Muffa nel pane e formiche nel dolce della mensa scolastica: nei guai cooperativa di Monticello Conte Otto

888
mensa scolastica vicenza

Blitz della Guardia di Finanza presso il centro cottura di una cooperativa di catering nel vicentino affidataria del servizio mensa in alcune scuole di Vicenza. L’indagine delle fiamme gialle sulle mense scolastiche e sulla qualità dei servizi e dei pasti forniti ha fatto emergere la presenza di insetti in alcune pietanze servite ai bambini di una scuola secondaria del capoluogo, nonché muffa nelle porzioni di pane per alunni celiaci.

Di conseguenza, nelle scorse ore, i finanzieri del comando provinciale di Vicenza e i funzionari del servizio Igiene degli Alimenti e della Nutrizione dell’ULSS 8 Berica, hanno effettuato un controllo nei confronti di una cooperativa sociale operante nel settore del catering per eventi e fornitrice di pasti pronti a privati e mense scolastiche.

In particolare, hanno ispezionato il centro cottura di Monticello Conte Otto della cooperativa, al fine di verificare il rispetto delle prescrizioni igienico-sanitarie e accertare la posizione dei lavoratori presenti.

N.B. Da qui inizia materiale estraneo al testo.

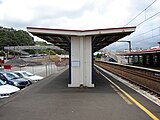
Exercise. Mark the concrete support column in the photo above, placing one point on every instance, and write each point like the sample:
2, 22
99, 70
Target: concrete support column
81, 61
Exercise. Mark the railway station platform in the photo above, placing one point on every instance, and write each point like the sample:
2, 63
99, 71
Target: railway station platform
51, 99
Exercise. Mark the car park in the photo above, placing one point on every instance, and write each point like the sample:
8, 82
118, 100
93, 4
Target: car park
28, 75
14, 79
6, 90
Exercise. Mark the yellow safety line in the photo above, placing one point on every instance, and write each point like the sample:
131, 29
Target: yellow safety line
133, 100
121, 95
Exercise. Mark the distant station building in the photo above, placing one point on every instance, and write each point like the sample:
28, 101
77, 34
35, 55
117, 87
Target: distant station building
81, 44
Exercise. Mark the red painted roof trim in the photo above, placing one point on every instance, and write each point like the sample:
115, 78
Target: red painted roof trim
36, 28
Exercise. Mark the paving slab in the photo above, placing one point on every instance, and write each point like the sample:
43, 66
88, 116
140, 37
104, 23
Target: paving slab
51, 99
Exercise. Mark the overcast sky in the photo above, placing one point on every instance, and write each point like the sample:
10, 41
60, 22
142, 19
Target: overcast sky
81, 14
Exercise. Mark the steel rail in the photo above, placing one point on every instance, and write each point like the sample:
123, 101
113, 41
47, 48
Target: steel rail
146, 78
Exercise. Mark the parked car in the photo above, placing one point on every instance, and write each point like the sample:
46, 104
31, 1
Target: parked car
6, 90
13, 79
28, 75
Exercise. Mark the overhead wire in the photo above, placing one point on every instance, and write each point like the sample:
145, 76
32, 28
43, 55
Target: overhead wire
141, 12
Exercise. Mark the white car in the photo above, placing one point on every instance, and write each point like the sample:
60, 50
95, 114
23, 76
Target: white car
28, 75
6, 90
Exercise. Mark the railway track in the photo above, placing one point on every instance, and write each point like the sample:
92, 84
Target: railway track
148, 79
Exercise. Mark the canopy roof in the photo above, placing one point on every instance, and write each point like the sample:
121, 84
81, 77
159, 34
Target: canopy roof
100, 37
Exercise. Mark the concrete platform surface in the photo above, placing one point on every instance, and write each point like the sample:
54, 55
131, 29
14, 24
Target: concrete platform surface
51, 99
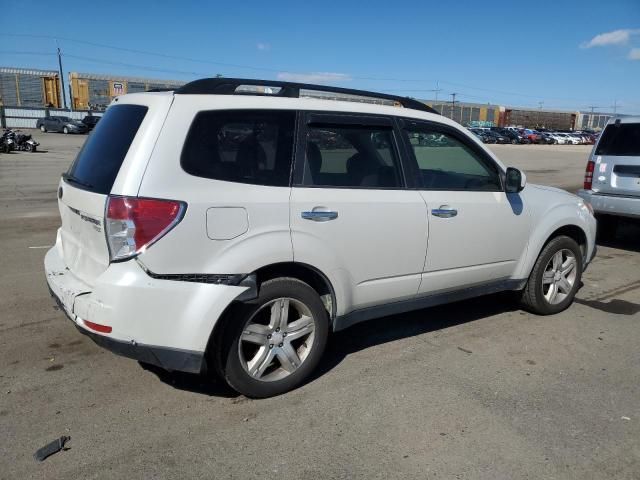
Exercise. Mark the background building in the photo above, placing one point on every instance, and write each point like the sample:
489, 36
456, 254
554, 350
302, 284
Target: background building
21, 87
94, 92
469, 114
593, 120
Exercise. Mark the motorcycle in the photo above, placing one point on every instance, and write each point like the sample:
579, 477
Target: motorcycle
7, 144
23, 142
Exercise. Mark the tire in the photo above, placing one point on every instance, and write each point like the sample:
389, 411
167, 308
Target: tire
263, 345
538, 297
607, 227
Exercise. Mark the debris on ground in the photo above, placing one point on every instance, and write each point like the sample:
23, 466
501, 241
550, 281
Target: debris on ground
51, 448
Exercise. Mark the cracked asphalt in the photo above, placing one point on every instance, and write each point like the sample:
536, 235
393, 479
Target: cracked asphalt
473, 390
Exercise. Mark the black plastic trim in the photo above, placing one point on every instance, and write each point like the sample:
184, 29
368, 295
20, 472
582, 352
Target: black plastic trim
228, 86
344, 321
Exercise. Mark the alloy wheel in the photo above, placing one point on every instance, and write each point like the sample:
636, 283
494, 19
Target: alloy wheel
559, 276
277, 339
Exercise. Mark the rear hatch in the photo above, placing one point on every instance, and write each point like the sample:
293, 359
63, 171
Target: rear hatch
107, 155
617, 160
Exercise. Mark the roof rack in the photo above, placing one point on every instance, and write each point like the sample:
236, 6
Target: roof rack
228, 86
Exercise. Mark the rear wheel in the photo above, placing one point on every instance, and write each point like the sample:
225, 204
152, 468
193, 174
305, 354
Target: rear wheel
272, 344
555, 277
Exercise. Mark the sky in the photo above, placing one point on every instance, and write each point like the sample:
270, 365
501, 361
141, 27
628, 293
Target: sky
565, 54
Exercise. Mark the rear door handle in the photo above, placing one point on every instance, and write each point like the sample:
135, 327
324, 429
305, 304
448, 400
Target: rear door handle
319, 215
444, 211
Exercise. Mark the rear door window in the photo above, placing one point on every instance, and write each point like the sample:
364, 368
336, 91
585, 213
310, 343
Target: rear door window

“L’accesso – spiegano le fiamme gialle – ha consentito di rilevare gravi non conformità di tipo igienico-sanitario riguardanti, tra l’altro, la manutenzione e la pulizia degli elettrodomestici in uso, l’etichettatura e la corretta modalità di stoccaggio degli alimenti”.

Inoltre, i finanzieri hanno trovato nelle cucine 2 lavoratori completamente in nero sui quali sono in corso ulteriori approfondimenti ispettivi, anche per verificare la sussistenza dei requisiti per l’effettivo impiego in attività di preparazione del cibo.

Alla luce delle irregolarità igienico-sanitarie rilevate, l’ULSS 8 Berica ha tempestivamente emesso un provvedimento di sospensione e di divieto immediato di prosecuzione dell’attività, avente efficacia sino alla risoluzione delle violazioni riscontrate e alla esecuzione dei previsti interventi prescritti.

In relazione all’impiego di lavoratori in nero i finanzieri vicentini hanno contestato sanzioni amministrative pari a circa 4.000 euro, avanzando apposita proposta di sospensione dell’attività all’Ispettorato Territoriale del Lavoro di Vicenza.

All’esito delle attività svolte le fiamme gialle hanno dato avviso alla direzione scolastica e al comitato genitori interessati delle violazioni riscontrate per gli eventuali adempimenti di rispettiva competenza.